Every part of her was like coming home after a long spell of Away.
The way she poured the hot water. The measurement of three scoops of coffee. The spatula in her hand, the mint chocolate chip cookies pulling off from the pan. The way she invited me in. Told me to sit. Turned off her phone. And let me spread my entire life before her–blog posts & conversations still tucked in my lips & thoughts & even fears–to map out an outline. An I’m-going-to-grow-wings-and-be-a-real-live-book-proposal kind of outline.
It was the first time–in a very long while–that someone had let the quiet come in all around us & just asked deeper questions without asking anything at all: Are you feeling like a blessing? Do you know your purpose for today? Tomorrow?
How can I help you get closer to the person you always said you wanted to be?
And while the conversation was good, the progress- good, the cookies- fantastic, I just kept thinking: This woman is a living, breathing sense of Home. Home with kneecaps & fingernails.
I want to be just like her. Just like her.
Not in the sense that I’m copying or hoarding traits of her personality to take for my own, but that I want to be that kind of Home to somebody. To make somebody think, when they are sitting beside me with mug pressed between two hands, that they are right where they belong. That yes, they are good but there is always better. A better lover. A better dreamer. A better human being–not by standards of the world but by standards of the heart when its raw & tender & and just asks of you one thing: be good to people. Love the limbs off of them.
To let someone know that they are not less of what they need to be. Not more. Just perfect and right for that very moment.
That someone understands them. That someone wants deeply for them. That someone is sitting there beside them, ready to stir that same familiar & unrivaled feeling: you pull into the driveway, laundry buckled in the back seat and empty Starbucks sitting in the cup holder, to the lights on. The kettle steeping. Your bed made. And you are home, so home, after a time that seemed sprinkled with long & hard.
I guess that is a worthy purpose for my Today: to learn to carry with me always the kind of Home you never could find the words for.
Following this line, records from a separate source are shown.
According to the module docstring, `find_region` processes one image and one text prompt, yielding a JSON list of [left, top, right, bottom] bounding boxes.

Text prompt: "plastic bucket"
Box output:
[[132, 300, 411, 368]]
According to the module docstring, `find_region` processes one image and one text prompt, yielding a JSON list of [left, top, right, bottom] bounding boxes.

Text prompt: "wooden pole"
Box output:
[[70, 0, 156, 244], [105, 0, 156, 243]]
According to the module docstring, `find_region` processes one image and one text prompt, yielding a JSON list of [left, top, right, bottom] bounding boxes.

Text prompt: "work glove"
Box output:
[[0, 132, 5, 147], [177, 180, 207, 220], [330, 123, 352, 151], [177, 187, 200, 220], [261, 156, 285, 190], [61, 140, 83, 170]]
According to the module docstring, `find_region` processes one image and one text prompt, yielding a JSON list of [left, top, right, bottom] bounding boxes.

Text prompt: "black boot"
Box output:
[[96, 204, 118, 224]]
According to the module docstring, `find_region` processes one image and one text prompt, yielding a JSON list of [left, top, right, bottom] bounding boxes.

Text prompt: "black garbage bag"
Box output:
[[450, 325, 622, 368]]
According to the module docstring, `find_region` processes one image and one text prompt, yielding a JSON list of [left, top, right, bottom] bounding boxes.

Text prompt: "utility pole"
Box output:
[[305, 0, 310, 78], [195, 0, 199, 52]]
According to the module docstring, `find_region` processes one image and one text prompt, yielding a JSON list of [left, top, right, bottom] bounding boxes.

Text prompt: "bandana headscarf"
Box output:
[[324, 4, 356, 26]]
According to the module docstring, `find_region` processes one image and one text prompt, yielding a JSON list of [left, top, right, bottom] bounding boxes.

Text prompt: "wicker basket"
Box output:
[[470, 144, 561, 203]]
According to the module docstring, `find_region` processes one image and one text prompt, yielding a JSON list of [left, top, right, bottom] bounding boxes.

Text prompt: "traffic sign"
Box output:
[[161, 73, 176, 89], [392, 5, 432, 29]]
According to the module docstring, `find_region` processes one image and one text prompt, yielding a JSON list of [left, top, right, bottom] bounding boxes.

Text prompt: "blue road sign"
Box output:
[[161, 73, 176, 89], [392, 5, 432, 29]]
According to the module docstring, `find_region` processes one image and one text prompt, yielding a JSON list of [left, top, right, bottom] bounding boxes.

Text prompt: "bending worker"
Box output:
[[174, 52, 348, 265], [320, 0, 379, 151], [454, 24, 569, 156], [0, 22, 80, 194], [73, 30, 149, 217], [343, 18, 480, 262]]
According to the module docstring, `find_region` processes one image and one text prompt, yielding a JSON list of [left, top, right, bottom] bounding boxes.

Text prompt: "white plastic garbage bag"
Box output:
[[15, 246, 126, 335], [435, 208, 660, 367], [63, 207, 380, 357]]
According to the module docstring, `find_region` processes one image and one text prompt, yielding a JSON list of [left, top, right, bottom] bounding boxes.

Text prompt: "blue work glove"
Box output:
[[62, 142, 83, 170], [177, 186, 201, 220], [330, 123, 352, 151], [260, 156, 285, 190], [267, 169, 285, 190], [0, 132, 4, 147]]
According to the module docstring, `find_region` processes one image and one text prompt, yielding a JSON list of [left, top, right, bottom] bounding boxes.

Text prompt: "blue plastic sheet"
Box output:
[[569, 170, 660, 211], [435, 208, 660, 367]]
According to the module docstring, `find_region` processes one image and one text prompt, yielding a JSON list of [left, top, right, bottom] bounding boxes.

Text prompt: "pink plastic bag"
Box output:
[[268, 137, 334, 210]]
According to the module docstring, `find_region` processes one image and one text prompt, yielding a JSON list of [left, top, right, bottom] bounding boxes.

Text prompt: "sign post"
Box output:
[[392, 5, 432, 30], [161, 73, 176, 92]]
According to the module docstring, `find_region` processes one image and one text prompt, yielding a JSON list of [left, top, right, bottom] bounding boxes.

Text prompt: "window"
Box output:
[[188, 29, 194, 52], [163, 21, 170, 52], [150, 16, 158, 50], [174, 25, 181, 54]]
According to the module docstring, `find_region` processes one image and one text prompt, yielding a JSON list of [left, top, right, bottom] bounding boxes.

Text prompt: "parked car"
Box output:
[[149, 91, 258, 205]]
To be able to give & be in a way that makes people think the world isn’t so cold, that it hasn’t quite lost its shine. To leave people feeling like their bones are recharged and their spirit has been strengthened and yes, oh yes, they can tackle the trials in that moment. They can get stronger & then they can teach others to be the same kind of strong. & so off they set to tackle the world.
We need that. More tacklers of the world. More I-can’t-sit-still-and-let-things-be-this-way people. More movers. More shakers. More lovers. More people who see the wrong in the world & it itches at their skin like ivy of the poison kind. And they’ve got to be, just got to be, some kind of aloe.
Home. To the people who have needed it for far too long.
Home. To the ones who have been waiting for the lights to turn on & the kettle to steep.